Bohula is talking about lorcaserin – sold in the US under the brand name Belviq – which suppresses appetite by activating a serotonin receptor in the brain that promotes sensations of satiety.

While Belviq was approved as a weight loss drug by the FDA back in 2012, data on its long-term safety was non-existent, which – in light of the kinds of health risks other anorectics have demonstrated – was a problem.

"Patients and their doctors have been nervous about using drugs to treat obesity, and for good reason," Bohula told AP.

"There's a history of these drugs having serious complications."

To ascertain if lorcaserin posed the same kind of problems as its predecessors, Bohula and her team ran a multi-year clinical trial in which 12,000 overweight or obese patients with a median age of 64 were randomly administered a twice-daily dose of the drug, or a placebo.

At the end of the trial – in which participants were monitored for a median period of 3.3 years – those who took the lorcaserin in addition to undergoing lifestyle interventions lost an average of 4 kilograms (9 lbs) on average, almost double the loss realised by those taking the placebo.

But we already knew lorcaserin, like other suppressants before it, successfully promoted (modest) weight loss – the more important finding here was that the drug did this sustainably, while not raising risk of cardiovascular events.

Over the duration of the study, 6.1 percent of the group taking lorcaserin experienced a major adverse cardiovascular event – effectively the same amount of people (6.2 percent) from the placebo group.

While nobody is suggesting lifestyle change shouldn't be the primary emphasis for most overweight and obese patients, a safe weight-loss drug like this could provide a much-needed third option in between diet/exercise adjustments and invasive surgical interventions such as bariatric tummy tucks.

"I think it is the thing everybody has been looking for," the chair of Britain's National Obesity Forum, Tam Fry, who wasn't involved with the research, told the Press Association.

"I think there will be several holy grails, but this is a holy grail and one which has been certainly at the back of the mind of a lot of specialists for a long time."

It's worth bearing in mind that some participants taking the drug during the trial experienced adverse side effects, including dizziness, fatigue, headache, nausea, and diarrhoea.

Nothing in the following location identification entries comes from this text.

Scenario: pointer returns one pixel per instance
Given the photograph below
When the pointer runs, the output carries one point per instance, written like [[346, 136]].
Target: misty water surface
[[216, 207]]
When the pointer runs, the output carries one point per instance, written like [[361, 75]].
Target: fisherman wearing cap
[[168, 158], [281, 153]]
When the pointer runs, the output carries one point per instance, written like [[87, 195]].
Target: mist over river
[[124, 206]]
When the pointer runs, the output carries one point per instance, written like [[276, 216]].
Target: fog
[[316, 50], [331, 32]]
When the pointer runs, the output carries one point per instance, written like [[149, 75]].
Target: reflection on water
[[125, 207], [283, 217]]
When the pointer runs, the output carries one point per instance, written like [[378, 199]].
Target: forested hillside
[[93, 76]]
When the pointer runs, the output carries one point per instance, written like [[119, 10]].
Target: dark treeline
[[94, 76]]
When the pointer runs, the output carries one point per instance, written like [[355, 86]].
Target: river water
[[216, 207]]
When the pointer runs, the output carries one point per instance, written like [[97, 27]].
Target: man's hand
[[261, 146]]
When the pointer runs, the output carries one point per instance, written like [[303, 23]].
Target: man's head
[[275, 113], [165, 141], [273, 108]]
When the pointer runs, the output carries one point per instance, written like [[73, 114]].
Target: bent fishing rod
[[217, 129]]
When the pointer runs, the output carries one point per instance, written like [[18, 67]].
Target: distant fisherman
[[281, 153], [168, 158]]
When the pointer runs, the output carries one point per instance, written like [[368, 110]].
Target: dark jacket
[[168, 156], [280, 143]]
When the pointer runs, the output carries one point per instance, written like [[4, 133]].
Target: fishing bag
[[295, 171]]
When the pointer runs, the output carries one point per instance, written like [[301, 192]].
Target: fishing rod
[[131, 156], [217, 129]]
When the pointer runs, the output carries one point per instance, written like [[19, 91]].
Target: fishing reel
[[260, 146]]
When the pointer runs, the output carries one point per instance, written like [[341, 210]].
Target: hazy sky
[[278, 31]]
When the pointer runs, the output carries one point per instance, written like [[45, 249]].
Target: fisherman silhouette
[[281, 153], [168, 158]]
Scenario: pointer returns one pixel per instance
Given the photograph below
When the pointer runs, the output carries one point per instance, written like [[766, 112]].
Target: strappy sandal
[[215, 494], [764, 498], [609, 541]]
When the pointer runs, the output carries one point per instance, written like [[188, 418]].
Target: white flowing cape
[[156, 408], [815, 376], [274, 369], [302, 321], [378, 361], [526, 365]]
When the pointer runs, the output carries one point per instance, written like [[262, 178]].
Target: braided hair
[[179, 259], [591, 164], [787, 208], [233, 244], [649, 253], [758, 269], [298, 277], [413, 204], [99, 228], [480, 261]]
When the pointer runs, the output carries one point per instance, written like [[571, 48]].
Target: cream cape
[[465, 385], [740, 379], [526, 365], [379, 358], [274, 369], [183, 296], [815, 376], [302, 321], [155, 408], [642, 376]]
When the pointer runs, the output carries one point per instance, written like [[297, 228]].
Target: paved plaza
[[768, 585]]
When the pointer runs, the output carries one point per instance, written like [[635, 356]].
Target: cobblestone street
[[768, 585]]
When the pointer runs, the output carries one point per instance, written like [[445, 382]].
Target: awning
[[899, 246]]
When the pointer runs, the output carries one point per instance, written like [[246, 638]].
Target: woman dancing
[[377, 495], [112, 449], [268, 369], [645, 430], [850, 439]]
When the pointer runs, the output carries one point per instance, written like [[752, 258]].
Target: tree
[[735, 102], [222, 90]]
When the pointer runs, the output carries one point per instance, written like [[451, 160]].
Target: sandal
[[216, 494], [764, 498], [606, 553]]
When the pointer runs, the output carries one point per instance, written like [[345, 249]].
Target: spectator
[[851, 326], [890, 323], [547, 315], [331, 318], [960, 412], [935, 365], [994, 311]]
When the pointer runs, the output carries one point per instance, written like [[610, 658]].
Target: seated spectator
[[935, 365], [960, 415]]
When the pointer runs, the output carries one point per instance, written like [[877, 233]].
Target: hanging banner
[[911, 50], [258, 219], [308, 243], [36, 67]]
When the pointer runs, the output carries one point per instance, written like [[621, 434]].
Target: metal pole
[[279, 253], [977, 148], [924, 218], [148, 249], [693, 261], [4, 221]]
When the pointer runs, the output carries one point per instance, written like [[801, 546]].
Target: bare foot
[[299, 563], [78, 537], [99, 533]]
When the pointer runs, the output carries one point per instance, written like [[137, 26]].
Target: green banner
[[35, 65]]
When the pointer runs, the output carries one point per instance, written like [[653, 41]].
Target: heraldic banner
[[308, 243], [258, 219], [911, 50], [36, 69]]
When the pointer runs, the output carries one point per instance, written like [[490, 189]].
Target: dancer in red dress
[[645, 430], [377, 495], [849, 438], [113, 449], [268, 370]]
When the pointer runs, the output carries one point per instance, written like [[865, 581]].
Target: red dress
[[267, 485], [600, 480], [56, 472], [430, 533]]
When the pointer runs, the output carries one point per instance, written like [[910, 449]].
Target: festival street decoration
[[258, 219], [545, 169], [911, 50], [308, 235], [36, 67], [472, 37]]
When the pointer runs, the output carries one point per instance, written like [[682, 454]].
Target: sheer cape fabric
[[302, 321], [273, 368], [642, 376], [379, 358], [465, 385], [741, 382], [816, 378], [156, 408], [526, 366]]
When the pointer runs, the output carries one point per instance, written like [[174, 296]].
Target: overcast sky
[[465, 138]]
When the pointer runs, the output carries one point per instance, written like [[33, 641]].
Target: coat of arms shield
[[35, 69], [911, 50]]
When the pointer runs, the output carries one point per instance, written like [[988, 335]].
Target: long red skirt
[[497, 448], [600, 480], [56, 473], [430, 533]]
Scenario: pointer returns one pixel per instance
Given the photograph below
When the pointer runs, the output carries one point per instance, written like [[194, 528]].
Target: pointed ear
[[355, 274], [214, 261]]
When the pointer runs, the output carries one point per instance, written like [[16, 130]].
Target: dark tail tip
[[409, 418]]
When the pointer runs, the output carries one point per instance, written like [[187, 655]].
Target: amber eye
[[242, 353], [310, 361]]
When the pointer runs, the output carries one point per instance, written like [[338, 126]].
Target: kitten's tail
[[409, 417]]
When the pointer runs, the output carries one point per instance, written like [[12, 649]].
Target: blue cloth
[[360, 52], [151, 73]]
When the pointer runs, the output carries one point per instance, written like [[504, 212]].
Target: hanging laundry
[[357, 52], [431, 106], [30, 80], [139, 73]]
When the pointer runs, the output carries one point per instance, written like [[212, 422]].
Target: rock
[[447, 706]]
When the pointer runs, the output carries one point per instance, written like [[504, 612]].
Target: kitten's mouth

Some are arguing we still need additional long-term studies to confirm these results after the 40-month period of the study, and that's a fair point to consider.

But for many overweight and obese patients, the medication – which costs between US$220 to $290 monthly in the US – could finally offer a drug that helps them lose weight safely, without putting their hearts at risk.

"We're so scared of the old drugs and valve damage," cardiologist Stephan Achenbachhe from the University of Erlangen in Germany, who wasn't involved with the research, told TCTMD.

"That's what we all have in our minds… So this is a relief. This is a drug that is safe."

The findings are reported in The New England Journal of Medicine.